Researchers have already shown that dispersing wood-derived cellulose nanofibrils in water produces a hydrogel that can be used for 3D printing, in which objects are built up by depositing a material layer-by-layer in a defined pattern. But because they’re made solely of cellulose, the resultant objects don’t possess the strength and toughness of wood, collapsing if subjected to an external force. Gatenholm and his colleagues set out to change that.

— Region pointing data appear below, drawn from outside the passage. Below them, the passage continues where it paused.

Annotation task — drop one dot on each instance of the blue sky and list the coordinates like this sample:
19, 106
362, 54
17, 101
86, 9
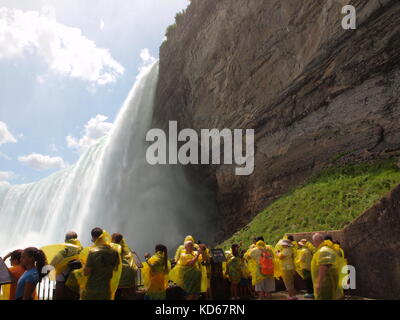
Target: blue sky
66, 66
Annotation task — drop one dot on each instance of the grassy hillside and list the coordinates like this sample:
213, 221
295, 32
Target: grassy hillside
327, 201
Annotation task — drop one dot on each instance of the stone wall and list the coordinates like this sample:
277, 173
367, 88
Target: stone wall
312, 91
372, 245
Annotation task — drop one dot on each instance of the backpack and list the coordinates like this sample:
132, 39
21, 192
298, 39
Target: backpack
266, 263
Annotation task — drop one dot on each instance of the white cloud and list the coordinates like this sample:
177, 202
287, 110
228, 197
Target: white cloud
6, 175
53, 148
95, 129
5, 135
63, 48
5, 156
146, 56
42, 162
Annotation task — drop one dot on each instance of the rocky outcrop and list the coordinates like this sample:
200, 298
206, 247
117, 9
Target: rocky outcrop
371, 245
315, 94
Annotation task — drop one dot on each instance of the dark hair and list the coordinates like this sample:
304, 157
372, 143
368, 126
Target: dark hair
117, 237
162, 248
235, 251
96, 232
39, 259
16, 255
71, 235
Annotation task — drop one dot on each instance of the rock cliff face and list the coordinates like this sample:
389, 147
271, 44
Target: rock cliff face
317, 95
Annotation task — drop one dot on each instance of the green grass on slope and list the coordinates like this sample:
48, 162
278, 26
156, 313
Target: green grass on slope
327, 201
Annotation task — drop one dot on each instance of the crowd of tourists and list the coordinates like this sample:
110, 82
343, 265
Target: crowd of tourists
110, 269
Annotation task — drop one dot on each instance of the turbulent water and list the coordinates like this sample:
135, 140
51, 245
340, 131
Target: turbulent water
111, 186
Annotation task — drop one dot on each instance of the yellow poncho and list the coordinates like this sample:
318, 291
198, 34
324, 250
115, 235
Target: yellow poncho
253, 262
59, 255
104, 239
326, 255
185, 276
155, 276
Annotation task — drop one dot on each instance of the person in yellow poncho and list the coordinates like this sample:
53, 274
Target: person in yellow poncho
187, 273
182, 247
245, 287
205, 267
102, 262
234, 271
303, 266
286, 261
324, 272
155, 274
261, 260
61, 263
127, 284
342, 262
16, 270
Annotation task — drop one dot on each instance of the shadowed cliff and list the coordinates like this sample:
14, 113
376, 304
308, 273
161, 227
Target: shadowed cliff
317, 95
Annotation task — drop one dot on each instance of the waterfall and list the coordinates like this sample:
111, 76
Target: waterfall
111, 186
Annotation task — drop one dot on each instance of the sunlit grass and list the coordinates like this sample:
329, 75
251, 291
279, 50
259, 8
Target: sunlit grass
328, 201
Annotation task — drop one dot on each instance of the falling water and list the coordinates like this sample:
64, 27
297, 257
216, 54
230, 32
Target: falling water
111, 186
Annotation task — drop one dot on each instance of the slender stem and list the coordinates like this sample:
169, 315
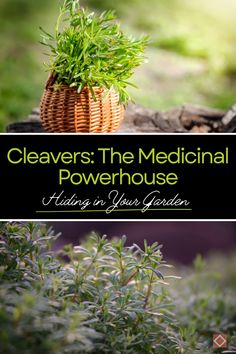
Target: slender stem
130, 278
148, 291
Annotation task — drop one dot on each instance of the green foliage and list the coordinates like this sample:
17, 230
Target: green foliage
91, 50
105, 298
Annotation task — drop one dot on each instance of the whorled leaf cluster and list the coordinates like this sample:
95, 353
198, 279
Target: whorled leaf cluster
99, 297
91, 50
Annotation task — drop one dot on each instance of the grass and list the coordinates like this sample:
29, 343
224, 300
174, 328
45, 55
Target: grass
191, 57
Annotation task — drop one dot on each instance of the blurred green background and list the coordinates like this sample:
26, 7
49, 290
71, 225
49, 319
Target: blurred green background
191, 57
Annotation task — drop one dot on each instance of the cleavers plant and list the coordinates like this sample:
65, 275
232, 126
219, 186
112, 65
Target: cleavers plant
99, 297
91, 50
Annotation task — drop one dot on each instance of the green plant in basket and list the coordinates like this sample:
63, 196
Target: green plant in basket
90, 52
99, 297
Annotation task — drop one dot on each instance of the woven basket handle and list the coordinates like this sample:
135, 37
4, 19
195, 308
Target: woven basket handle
51, 80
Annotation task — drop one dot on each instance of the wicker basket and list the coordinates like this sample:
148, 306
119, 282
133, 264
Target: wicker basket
66, 110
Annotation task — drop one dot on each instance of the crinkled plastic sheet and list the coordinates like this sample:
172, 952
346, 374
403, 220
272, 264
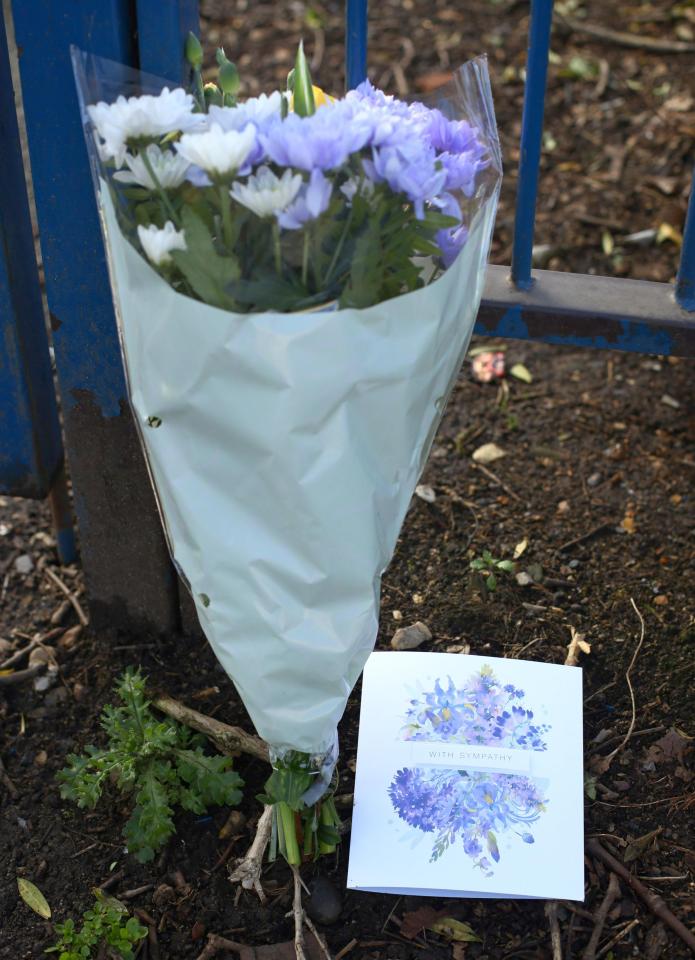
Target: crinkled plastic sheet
285, 448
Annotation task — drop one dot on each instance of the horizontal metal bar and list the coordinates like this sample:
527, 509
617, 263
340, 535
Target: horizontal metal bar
685, 281
355, 43
531, 140
586, 311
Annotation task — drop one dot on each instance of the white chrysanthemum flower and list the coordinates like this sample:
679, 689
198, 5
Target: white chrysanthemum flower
216, 151
143, 117
158, 244
267, 194
256, 110
168, 167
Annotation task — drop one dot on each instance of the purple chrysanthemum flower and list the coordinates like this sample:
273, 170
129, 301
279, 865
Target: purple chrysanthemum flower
312, 200
325, 140
409, 168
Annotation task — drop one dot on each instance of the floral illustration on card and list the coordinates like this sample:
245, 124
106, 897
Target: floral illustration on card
472, 807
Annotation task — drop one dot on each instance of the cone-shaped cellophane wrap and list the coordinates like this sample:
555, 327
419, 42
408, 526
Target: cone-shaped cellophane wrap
284, 448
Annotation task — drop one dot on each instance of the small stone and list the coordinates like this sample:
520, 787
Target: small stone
24, 564
55, 697
464, 648
325, 904
425, 492
408, 638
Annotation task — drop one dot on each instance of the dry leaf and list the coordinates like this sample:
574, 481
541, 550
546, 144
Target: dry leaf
414, 922
454, 930
640, 846
488, 453
521, 373
33, 898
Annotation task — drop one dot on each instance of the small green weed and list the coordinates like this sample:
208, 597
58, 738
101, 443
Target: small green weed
105, 925
485, 569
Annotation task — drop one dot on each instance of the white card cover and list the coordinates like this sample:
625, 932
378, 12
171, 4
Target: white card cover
469, 778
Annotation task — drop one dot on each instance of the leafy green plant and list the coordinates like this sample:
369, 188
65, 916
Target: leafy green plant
105, 925
159, 763
486, 568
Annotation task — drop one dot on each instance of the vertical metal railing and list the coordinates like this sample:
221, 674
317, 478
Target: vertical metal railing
531, 141
355, 43
685, 281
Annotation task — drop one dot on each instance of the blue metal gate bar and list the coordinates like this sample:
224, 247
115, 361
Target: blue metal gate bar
31, 450
118, 522
161, 32
531, 137
586, 311
685, 281
355, 43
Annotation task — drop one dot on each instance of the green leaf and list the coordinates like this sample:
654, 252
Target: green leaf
454, 930
33, 897
208, 273
151, 823
304, 104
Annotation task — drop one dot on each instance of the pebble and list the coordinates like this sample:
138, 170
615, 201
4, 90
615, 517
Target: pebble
408, 638
24, 564
325, 903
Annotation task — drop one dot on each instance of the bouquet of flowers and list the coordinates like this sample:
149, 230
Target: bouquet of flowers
296, 279
472, 806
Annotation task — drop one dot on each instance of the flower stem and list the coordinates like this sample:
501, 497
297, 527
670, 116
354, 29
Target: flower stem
289, 834
276, 248
160, 189
226, 207
305, 259
338, 247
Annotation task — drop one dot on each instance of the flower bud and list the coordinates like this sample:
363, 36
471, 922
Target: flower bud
304, 104
228, 78
193, 50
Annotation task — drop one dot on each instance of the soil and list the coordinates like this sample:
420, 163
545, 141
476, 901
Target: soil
596, 477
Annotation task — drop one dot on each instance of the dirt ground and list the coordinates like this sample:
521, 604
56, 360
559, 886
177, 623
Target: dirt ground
596, 478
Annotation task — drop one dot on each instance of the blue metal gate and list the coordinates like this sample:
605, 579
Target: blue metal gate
130, 578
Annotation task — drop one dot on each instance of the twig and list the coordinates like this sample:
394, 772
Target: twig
601, 528
226, 738
81, 615
319, 939
247, 871
608, 760
655, 44
601, 916
496, 480
20, 675
652, 900
616, 939
131, 894
17, 656
216, 943
5, 778
555, 939
298, 912
576, 638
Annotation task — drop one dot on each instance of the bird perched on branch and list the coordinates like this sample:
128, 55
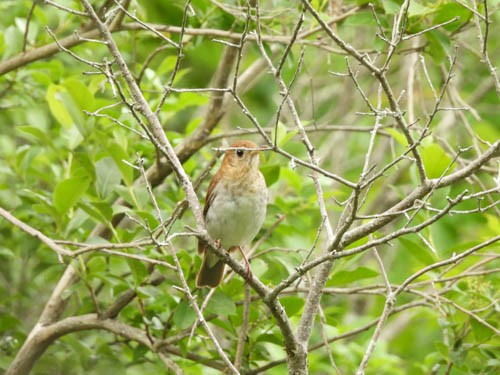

One way they tried to do this was by adding hemicellulose to the cellulose nanofibril hydrogel. In actual fact, they added hemicellulose modified with tyramine, which performs the function of lignin, to help bind the cellulose nanofibers together. The other way they tried to do this was by printing the cellulose nanofibers at different orientations to replicate the honeycomb microstructure of wood, with thick walls surrounding a hollow cavity. This involved printing the objects on a stage that as well as moving vertically and horizontally could also be rotated.

Doing this with the cellulose nanofibril hydrogel on its own confirmed that the strength of the printed material changed depending on the orientation of the nanofibrils. The tensile strength of a printed, rectangular sheet was twice as high when the nanofibrils were oriented along the length of the sheet than when they were oriented across the width of the sheet. When Gatenholm and his colleagues used this approach to print an object that replicated the cellular structure of normal wood, albeit at a larger scale, they found the object was tough enough to withstand being compressed to 70% its normal height, before rebounding back.

As reported in a paper in Applied Materials Today, they next tried printing objects using a combination of the basic cellulose nanofibril hydrogel and the version that contained hemicellulose modified with tyramine, which revealed that the modified version swelled more when exposed to water. When combined with printing the nanofibrils at different orientations, Gatenholm and his colleagues found they could take advantage of this to print objects that changed shape on exposure to water.

“This is a breakthrough in manufacturing technology,” says Gatenholm. “It allows us to move beyond the limits of nature, to create new sustainable, green products. It means that those products which today are already forest-based can now be 3D printed, in a much shorter time. And the metals and plastics currently used in 3D printing can be replaced with a renewable, sustainable alternative.”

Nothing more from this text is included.